Gestern erfuhr ich, dass sie gestorben ist. Heute ist ihr Geburtstag. Sie ist viel zu früh gegangen, zu jung gegangen, zu plötzlich gegangen. Keiner ihrer Nächsten konnte sich von ihr verabschieden. Sie konnte sich nicht verabschieden. Der Tod hat sie geholt und ich bin traurig. Möge sie dort wo sie jetzt ist, in Frieden sein.
Danke, dass es dich gab.


Der Tod ist für sie etwas Persönliches geworden, für ihre Lieben, ihre Freunde, für mich.
Der Tod ist etwas mit dem ich nur schwer umgehen kann. Ich spüre eine seltsame Starre, ich kann nicht weinen, ich kann nicht wütend sein. Es ist als lege sich eine Schicht aus Eis auf mich, ich friere innerlich ein. Ich, die sonst so emotional ist, die so tief fühlt, so tief mitfühlen kann bin überfordert. Ich kann den Tod nicht fassen. Er lässt mich fassungslos und starr zurück. So wie er mich als kleines Mädchen zurückgelassen hat als meine geliebte Großmutter starb, die die ersten fünf Jahre lang für mich eine Mutter war. Großmutter war weg von einem Tag auf den anderen. Niemand sagte mir, was mit ihr geschehen war, keiner hat mir erklärt, was das ist – der Tod. Da war nur der Verlust, das Nichtmehrsein meiner Großmutter, diese Erschütterung, die meine vertraute Welt mit einem Schlag zerbrach, mich erstarren ließ. Ich konnte nicht weinen, ich konnte nicht mehr sprechen und für lange Zeit habe ich geschwiegen. Da war keiner, der mir Trost schenkte. Ich war allein in einem Schmerz, der keinen Ort fand an dem er sein durfte, keine Hand fand, die sich tröstend, wärmend und beruhigend auf ihn legte, keine Arme, die mich hielten, keine Worte, die mich beruhigten.
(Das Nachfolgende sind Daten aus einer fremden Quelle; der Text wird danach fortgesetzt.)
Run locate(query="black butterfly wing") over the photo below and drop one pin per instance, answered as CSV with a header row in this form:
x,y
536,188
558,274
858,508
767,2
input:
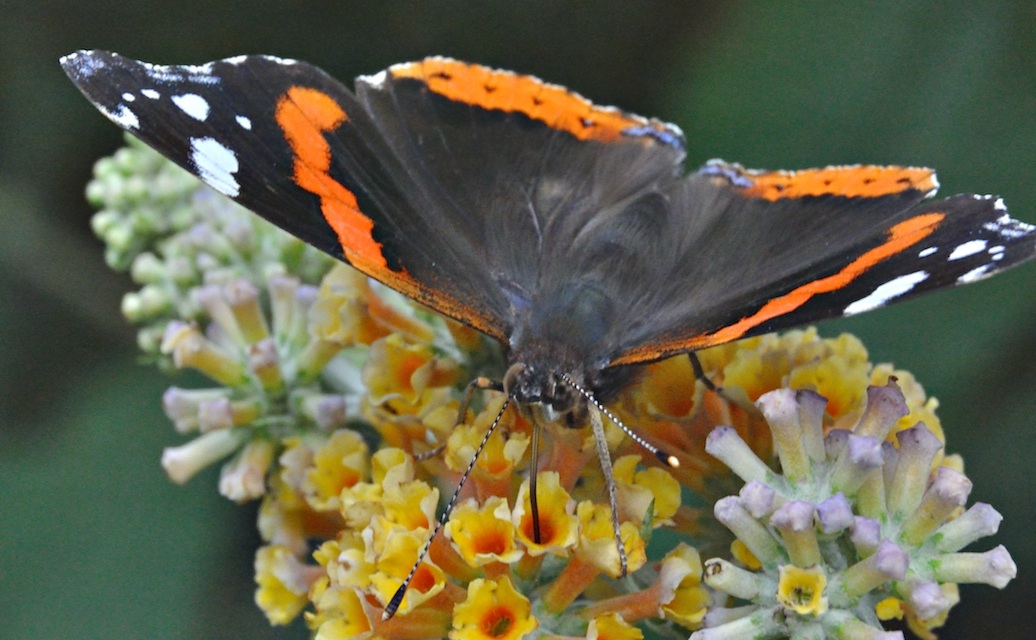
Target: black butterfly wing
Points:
x,y
765,251
294,145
Ich habe diesen Schmerz eingefroren und irgendwie steckt er noch heute in mir.

Immer wenn mir der Tod begegnet ist das eine Herausforderung für mich. Ich kann andere trösten, aber ich selbst finde keinen Trost. Ich zweifle an der Wiedergeburt, ich zweifle am Konzept des Lebens nach dem Tod. Ich glaube nicht an einen Himmel in den wir eingehen. Ich kann in diesen, von Menschen gemachten Konzepten, von der Unsterblichkeit der Seele keinen Trost finden. Ich glaube, dass mit dem Tod des Bewusstseins das Gleiche ist wie vor der Geburt – ein Nichts, ein Nichtvorhandensein.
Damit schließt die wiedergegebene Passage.